My paternal grandmother taught me how to embroider and to make a cake using apple butter or jams from the cellar. Sugar was rationed during the time she was cooking most of her meals on the farm, and she had to make do with whatever she had to sweeten a special cake for her family. She also embroidered simple designs on all of her pillow cases so that anyone staying the night with the family thought that “Mrs. Astor” had no better place to sleep. She served cake, made a lovely bed, and fed her guests from her garden. She was not a pioneer woman, but her mother before her was the epitome of pioneer. Grandmother learned from one of the best. Great-grandmother used her husband’s tobacco sacks to piece together quilt tops that were made from leftover scraps of flour sacks. When she wasn’t having babies, she cared for the pigs and chickens and milked a cow. She churned her own butter and made pound cakes with real pounds of ingredients. And when she was not feeding the hired hands or relatives, she took off on her horse and delivered babies as a midwife.
 

The men in our family were good providers; the women made what they provided work to the last inch of usefulness. When I think about the examples set by my grandmothers, I realize that I am as different from them as the old dictionary is to the language of this day. We still serve our children and grandchildren and do our best to lead by example, but our world is changing so very quickly that the children may never understand what it means to grow their own food or sew their own clothes or even to provide a restful place for their families. My grandparents did these things as a matter of course—by default of the times in which they lived. Today I try to adapt my commitments to the grandchildren in much the same way as my grandparents adapted to their world—one word, on love at a time.

Monday, April 8, 2013

The Rose Moss Bed

This past Saturday I worked on the yard, planting flowers and a few tomato and pepper plants. The daffy-dorks, as Hanan calls them, have just about finished doing all they can do for one spring. The pretty yellow bells have rung until they are wilted and ready to be cut back a bit. The green leaves will look fine until it is time to dig them out of the ground and store the bulbs. And the dahlias have shot up some strange looking stems under the cedar tree where the sunshine hits them every morning. But one area was still waiting for the weather to change a few degrees warmer. In that area was where I planned to plant rose moss--and Lewis' ashes.

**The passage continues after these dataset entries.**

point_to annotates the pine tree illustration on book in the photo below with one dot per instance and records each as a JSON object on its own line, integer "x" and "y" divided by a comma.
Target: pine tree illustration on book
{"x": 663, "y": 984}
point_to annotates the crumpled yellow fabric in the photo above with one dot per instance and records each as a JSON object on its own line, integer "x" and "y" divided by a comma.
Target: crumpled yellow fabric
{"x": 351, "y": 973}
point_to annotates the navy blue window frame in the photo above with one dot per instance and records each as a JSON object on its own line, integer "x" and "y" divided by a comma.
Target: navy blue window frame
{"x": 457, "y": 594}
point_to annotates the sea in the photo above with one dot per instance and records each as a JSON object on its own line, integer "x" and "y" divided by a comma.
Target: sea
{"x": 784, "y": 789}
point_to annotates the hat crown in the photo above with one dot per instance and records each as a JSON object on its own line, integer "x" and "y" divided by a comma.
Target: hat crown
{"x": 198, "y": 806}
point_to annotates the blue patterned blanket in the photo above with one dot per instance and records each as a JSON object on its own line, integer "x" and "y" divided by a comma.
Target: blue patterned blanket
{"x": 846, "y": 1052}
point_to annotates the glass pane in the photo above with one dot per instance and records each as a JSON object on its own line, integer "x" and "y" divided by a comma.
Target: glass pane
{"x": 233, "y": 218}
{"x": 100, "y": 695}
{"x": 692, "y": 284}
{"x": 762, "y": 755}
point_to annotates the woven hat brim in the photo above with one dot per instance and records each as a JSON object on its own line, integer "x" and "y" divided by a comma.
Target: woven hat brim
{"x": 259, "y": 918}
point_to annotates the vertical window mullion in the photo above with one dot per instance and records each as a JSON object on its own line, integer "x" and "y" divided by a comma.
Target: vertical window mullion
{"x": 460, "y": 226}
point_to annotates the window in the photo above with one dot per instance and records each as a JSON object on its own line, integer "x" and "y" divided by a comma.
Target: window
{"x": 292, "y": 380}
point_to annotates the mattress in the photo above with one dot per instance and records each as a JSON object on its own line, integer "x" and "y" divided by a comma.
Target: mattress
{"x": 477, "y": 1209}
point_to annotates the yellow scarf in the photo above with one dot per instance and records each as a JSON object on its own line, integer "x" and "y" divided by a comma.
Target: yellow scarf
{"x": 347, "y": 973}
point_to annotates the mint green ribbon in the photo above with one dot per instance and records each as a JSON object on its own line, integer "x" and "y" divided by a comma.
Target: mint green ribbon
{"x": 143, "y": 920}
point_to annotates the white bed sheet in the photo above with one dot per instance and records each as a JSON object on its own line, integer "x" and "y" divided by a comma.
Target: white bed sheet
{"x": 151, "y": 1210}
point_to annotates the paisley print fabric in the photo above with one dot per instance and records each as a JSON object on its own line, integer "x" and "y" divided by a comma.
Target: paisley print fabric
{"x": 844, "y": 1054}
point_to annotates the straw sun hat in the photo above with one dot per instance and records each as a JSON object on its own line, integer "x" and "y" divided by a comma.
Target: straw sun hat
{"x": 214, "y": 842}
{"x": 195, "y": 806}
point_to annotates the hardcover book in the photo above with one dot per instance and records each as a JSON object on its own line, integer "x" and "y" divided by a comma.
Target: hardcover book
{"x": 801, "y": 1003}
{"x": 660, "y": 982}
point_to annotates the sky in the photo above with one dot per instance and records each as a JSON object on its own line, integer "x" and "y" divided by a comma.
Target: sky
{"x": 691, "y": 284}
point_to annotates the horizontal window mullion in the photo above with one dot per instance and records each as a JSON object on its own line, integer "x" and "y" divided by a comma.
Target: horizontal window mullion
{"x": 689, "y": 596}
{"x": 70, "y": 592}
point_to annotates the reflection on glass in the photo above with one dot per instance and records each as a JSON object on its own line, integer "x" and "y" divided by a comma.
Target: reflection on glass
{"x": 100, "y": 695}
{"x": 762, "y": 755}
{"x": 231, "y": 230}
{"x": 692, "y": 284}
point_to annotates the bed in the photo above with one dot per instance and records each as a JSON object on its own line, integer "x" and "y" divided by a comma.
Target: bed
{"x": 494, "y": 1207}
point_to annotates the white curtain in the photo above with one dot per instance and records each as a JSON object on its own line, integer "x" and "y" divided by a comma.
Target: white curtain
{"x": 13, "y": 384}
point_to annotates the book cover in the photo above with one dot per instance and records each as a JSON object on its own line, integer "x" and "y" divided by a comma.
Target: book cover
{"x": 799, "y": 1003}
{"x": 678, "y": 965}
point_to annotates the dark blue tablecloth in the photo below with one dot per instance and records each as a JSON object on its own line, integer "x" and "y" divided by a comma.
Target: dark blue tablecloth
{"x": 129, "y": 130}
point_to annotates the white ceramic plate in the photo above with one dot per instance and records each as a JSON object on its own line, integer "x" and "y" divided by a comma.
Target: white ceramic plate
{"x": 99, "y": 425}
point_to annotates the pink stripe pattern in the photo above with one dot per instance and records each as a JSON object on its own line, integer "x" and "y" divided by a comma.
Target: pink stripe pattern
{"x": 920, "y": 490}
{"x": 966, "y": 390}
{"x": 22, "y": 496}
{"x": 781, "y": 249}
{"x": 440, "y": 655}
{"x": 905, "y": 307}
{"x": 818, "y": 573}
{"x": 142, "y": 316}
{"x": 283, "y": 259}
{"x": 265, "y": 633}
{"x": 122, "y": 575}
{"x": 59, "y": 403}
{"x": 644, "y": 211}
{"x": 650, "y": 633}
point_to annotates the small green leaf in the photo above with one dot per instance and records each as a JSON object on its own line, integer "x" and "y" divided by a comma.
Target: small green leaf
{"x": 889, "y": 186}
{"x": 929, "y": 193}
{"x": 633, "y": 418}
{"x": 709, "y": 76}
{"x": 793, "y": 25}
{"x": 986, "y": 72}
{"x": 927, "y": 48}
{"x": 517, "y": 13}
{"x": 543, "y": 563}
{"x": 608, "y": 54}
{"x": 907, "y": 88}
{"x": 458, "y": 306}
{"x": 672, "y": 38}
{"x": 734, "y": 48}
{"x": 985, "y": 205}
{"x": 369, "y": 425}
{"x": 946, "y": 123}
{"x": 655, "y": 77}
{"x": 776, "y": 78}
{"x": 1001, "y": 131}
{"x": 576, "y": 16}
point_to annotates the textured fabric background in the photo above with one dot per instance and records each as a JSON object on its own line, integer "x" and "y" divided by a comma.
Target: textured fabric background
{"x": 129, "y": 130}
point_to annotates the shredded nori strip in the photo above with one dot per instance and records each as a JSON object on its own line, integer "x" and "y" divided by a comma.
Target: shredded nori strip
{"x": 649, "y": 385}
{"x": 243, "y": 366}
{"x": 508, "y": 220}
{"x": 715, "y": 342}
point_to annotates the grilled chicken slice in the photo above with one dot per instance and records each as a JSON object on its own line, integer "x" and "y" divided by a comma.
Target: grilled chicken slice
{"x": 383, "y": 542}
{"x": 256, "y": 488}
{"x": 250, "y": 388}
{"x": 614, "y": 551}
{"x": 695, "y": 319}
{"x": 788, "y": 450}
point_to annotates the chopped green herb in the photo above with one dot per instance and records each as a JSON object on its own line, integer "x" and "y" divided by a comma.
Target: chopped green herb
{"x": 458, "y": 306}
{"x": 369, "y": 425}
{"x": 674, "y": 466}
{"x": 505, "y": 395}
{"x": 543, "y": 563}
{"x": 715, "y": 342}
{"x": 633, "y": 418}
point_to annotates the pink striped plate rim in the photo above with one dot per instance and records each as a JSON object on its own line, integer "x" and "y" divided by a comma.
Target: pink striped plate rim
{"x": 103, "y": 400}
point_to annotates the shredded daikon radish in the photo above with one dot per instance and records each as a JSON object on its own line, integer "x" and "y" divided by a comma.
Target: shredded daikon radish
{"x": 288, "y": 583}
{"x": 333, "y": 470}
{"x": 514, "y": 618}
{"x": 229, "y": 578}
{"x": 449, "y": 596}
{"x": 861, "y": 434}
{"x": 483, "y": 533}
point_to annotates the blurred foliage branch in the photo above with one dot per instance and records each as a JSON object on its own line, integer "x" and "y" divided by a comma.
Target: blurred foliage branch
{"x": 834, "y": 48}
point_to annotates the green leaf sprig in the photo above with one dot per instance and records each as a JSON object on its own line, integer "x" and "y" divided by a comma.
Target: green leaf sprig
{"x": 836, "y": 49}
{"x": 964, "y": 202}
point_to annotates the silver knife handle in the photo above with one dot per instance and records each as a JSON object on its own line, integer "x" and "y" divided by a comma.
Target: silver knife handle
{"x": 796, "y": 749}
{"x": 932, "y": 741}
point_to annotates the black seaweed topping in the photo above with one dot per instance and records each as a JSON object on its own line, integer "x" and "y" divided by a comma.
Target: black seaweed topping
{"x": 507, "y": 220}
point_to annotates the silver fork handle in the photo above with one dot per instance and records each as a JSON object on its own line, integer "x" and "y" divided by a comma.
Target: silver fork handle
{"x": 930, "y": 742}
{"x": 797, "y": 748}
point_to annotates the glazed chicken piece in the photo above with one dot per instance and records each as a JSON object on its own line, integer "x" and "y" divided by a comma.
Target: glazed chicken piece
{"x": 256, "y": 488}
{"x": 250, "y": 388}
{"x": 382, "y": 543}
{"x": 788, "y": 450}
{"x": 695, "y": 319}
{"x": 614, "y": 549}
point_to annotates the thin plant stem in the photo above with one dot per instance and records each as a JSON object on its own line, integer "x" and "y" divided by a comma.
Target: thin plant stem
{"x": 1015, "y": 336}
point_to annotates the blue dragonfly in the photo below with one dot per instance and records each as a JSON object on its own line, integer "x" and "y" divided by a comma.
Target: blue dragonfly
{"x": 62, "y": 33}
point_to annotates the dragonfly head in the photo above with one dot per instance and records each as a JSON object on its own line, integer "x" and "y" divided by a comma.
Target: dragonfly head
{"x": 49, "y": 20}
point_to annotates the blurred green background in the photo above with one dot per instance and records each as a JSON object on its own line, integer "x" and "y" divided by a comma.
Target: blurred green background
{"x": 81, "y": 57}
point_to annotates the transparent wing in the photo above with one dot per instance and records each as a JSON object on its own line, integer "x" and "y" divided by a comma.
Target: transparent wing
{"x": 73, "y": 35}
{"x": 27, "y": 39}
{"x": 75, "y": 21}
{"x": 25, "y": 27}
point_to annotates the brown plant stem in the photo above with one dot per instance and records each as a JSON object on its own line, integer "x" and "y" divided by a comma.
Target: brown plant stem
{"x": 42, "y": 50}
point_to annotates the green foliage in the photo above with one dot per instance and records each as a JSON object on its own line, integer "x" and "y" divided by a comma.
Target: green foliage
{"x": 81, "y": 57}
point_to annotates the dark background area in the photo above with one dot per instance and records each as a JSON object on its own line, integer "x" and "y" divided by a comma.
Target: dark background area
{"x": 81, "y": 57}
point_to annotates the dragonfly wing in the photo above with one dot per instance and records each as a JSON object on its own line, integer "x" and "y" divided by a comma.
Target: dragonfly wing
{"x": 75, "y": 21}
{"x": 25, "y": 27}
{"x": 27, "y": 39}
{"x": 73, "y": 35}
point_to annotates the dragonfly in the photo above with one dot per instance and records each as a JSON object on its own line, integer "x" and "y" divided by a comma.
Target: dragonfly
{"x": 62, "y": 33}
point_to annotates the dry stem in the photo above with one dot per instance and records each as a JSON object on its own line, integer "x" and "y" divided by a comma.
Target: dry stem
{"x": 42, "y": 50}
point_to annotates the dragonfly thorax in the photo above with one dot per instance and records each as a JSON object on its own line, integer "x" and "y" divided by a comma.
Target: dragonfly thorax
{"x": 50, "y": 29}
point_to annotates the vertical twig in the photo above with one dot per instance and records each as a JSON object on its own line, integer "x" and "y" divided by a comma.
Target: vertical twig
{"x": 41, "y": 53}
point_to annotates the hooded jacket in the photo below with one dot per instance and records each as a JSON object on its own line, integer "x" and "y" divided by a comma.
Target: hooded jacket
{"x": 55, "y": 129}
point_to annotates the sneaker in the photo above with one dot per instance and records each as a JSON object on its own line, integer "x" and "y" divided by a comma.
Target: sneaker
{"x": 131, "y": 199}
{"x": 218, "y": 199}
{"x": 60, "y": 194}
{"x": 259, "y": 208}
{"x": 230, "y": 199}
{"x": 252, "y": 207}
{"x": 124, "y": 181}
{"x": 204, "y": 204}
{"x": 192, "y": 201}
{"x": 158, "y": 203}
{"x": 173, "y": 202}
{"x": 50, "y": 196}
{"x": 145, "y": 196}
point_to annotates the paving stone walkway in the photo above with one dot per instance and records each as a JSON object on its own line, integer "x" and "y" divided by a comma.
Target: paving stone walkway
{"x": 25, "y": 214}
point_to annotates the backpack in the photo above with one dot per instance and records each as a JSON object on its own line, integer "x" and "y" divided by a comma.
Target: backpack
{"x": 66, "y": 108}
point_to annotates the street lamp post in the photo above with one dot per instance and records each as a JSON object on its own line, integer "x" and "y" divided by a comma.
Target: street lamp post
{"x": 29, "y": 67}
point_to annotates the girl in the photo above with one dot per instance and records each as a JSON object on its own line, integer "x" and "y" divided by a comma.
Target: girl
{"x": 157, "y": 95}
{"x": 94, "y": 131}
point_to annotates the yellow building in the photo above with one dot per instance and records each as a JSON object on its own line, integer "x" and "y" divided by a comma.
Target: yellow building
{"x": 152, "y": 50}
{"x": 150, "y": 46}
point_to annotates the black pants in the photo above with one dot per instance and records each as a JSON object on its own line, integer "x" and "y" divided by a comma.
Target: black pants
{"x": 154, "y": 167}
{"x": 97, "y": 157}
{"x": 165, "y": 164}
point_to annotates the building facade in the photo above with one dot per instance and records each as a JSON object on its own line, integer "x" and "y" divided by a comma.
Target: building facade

Lewis once said that he regretted that he had lived his entire life on this old hill. He grew up here and then stayed after we married. We never lived any other place; and he died right here in his bedroom. And now what little remains after cremation is stirred into the soil to be mingled with the rose moss seeds. He loved my  flower beds out in front of the house under the cedar tree, so if he has to stay here, at least it will be in a pretty bed of moss. If it should work out that this place is still in the family when I die, maybe the children will let my ashes mingle with his in the same flower bed. We made beautiful memories together. Maybe we could be the foundation for something else beautiful as well.